Quando o público não agüentava mais ver gente sapateando, os diretores de cinema passaram a buscar grandes produções teatrais que resultassem num bom filme. Daí que, após O Mágico de Oz, com Judy Garland praticamente inaugurou o estilo, começaram a pipocar, nos anos 50/60, aquelas “super produções” que conhecemos, em que muitos atores bailarinos saem cantando pelos cenários grandiosos com aquelas cores desbotadas para os padrões de hoje em dia.
Os ganhadores do Oscar de melhor filme West Side Story, A Noviça Rebelde, My Fair Lady, Oliver! e inúmeros outros filmes com números musicais reunindo muitos personagens, e atores que além de mostrarem ótima interpretação, cantavam que era uma beleza. A eterna Julie Andrews era uma das protagonistas mais carismáticas, ao lado de Audrey Hepburn. Os anos 60 trouxeram musicais que eram em sua maioria comédias românticas com tramas não tão fáceis, mas amenizadas através da típica “fuga da realidade” característica dos musicais. A grande maioria das produções musicais que chegavam aos cinemas naquela época e até nos dias de hoje são adaptações cinematográficas de peças em cartaz nos teatros há tempos.

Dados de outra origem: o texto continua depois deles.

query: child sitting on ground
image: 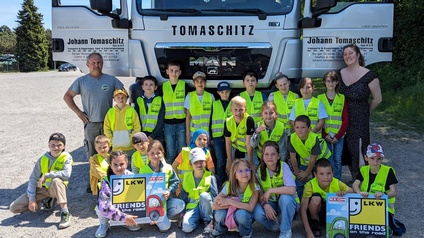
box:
[90,135,110,195]
[352,143,406,236]
[181,147,218,234]
[300,159,353,238]
[131,132,150,174]
[9,133,73,229]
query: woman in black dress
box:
[340,44,382,180]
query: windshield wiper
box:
[202,8,267,20]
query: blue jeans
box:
[327,137,344,179]
[215,209,253,236]
[156,198,185,231]
[294,163,308,200]
[163,123,186,164]
[183,192,213,233]
[213,137,227,188]
[253,194,296,232]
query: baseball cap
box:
[49,132,66,145]
[217,81,231,91]
[113,88,128,97]
[189,147,206,163]
[367,143,384,158]
[132,132,149,144]
[193,71,206,81]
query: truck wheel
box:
[149,211,160,221]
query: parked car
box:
[59,63,78,72]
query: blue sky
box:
[0,0,89,29]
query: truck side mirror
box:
[312,0,337,17]
[90,0,112,14]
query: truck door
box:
[299,0,394,77]
[52,0,129,76]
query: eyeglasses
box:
[236,168,252,174]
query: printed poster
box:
[326,193,389,238]
[110,173,166,226]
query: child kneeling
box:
[210,159,260,238]
[181,147,218,234]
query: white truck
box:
[52,0,394,89]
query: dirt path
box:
[0,72,424,237]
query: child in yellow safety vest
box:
[134,75,165,143]
[184,71,215,145]
[300,159,353,238]
[287,115,331,197]
[89,135,110,195]
[253,141,298,238]
[318,71,349,179]
[210,81,231,187]
[289,78,328,137]
[240,71,267,123]
[210,159,261,237]
[268,72,299,133]
[352,143,405,236]
[181,147,218,234]
[131,132,150,174]
[250,101,287,165]
[172,129,215,195]
[103,88,141,164]
[9,133,73,229]
[224,96,255,173]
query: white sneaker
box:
[270,221,280,232]
[126,225,141,231]
[278,230,291,238]
[96,223,109,237]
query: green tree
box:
[0,25,16,54]
[15,0,48,72]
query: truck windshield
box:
[136,0,293,15]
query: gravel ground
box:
[0,72,424,238]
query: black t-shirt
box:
[356,168,398,191]
[224,116,255,137]
[157,83,193,124]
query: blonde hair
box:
[94,135,110,146]
[231,96,246,107]
[261,101,277,113]
[227,159,256,196]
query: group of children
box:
[10,62,397,237]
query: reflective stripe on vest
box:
[274,91,297,129]
[177,147,193,179]
[360,164,396,214]
[162,80,186,119]
[183,170,213,209]
[226,113,250,152]
[240,91,264,123]
[318,93,345,134]
[137,96,162,132]
[290,133,331,166]
[189,91,212,133]
[40,152,71,189]
[132,151,148,170]
[294,97,319,130]
[310,177,340,201]
[256,121,284,158]
[211,100,232,138]
[138,162,172,188]
[107,107,135,133]
[96,154,109,173]
[226,182,256,203]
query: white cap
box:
[189,147,206,163]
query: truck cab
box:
[52,0,394,88]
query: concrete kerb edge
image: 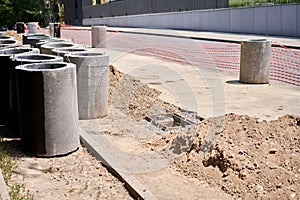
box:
[0,169,10,200]
[79,127,157,200]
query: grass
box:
[0,127,33,200]
[229,0,300,7]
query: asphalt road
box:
[61,30,300,86]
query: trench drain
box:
[144,111,204,132]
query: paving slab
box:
[80,119,232,200]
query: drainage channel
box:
[142,111,204,134]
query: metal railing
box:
[229,0,300,7]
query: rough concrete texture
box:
[10,52,63,136]
[0,47,37,124]
[52,47,86,58]
[49,23,60,38]
[65,52,109,119]
[16,62,79,157]
[0,39,19,47]
[34,37,70,48]
[49,23,54,37]
[40,42,75,55]
[22,33,47,44]
[28,22,39,33]
[240,39,272,84]
[26,35,51,47]
[92,26,106,48]
[0,35,13,40]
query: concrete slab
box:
[80,118,232,200]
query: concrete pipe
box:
[240,39,272,84]
[52,47,86,58]
[28,22,39,33]
[92,26,106,48]
[0,39,20,47]
[35,38,71,49]
[40,42,75,54]
[16,62,79,157]
[64,52,109,119]
[49,23,60,38]
[49,23,54,37]
[0,47,38,125]
[10,53,63,136]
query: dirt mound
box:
[110,67,300,199]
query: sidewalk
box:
[63,26,300,49]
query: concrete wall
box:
[83,4,300,37]
[64,0,87,24]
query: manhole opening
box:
[144,111,204,132]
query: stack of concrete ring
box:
[0,29,109,157]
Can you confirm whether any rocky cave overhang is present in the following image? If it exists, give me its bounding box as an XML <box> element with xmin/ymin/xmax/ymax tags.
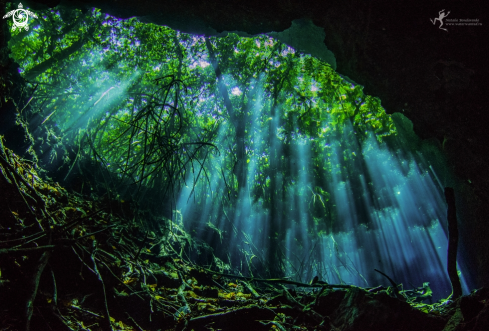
<box><xmin>3</xmin><ymin>0</ymin><xmax>489</xmax><ymax>285</ymax></box>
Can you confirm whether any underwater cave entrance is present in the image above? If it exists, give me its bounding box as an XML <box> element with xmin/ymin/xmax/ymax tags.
<box><xmin>2</xmin><ymin>3</ymin><xmax>470</xmax><ymax>299</ymax></box>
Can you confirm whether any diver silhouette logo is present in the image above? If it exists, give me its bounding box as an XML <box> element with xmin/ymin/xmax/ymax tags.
<box><xmin>430</xmin><ymin>9</ymin><xmax>450</xmax><ymax>32</ymax></box>
<box><xmin>3</xmin><ymin>2</ymin><xmax>37</xmax><ymax>31</ymax></box>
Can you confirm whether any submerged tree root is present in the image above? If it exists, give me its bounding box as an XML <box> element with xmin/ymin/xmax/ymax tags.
<box><xmin>0</xmin><ymin>144</ymin><xmax>489</xmax><ymax>331</ymax></box>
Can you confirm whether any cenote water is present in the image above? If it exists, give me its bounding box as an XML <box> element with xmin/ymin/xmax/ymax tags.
<box><xmin>4</xmin><ymin>5</ymin><xmax>471</xmax><ymax>300</ymax></box>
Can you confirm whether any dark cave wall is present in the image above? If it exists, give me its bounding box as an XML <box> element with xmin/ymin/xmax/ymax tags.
<box><xmin>3</xmin><ymin>0</ymin><xmax>489</xmax><ymax>286</ymax></box>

Na década de 70 o gênero musical já estava ficando saturado. A “indústria musical” entrou em decadência, mas ainda conseguiu produzir alguns musicais perdidos que fizeram relativo sucesso, com destaque para Grease – Nos Tempos da Brilhantina, de 1978, além de Cabaret (1972), Hair (1979) e Um Violinista no Telhado (1971 – com uma curiosidade: suas músicas foram compostas pelo gênio John Williams).
1980 foi responsável por parte de seu sepultamento. Footloose e Dirty Dancing são considerados musicais, embora não possuam muitas músicas cantadas, e sim vários passos de dança de Patrick Swayze ou Kevin Bacon. Um filme musical que provém dessa década e pode ser considerado uma das pérolas do humor negro é o perfeito A Pequena Loja dos Horrores, de 1986 e baseado numa peça de 1960.
No início da década de 90, as animações musicais da Disney eram as únicas a tentar perpetuar a espécie. De lá para cá, após o enterro dos filmes musicais, um ou outro surge trazendo a esperança e a promessa de ressuscitar o gênero. Evita (1997) foi um desses, que inovou no sentido de traduzir para o cinema a peça completa, sem abandonar o estilo ópera (quando é apenas cantada do início ao fim, sem falas) do teatro.
O fim da era de ouro dos musicais havia há muito acabado. Algumas produções foram sendo feitas, mas sem destaque. A ala mais “alternativa” conseguiu alguns feitos – o nerd neurótico Woody Allen arriscou algumas tentativas de musicais como Todos Dizem Eu Te Amo (1996) e a bizarra Björk atuou num dos filmes mais tristes que já vi: Dançando no Escuro (2000).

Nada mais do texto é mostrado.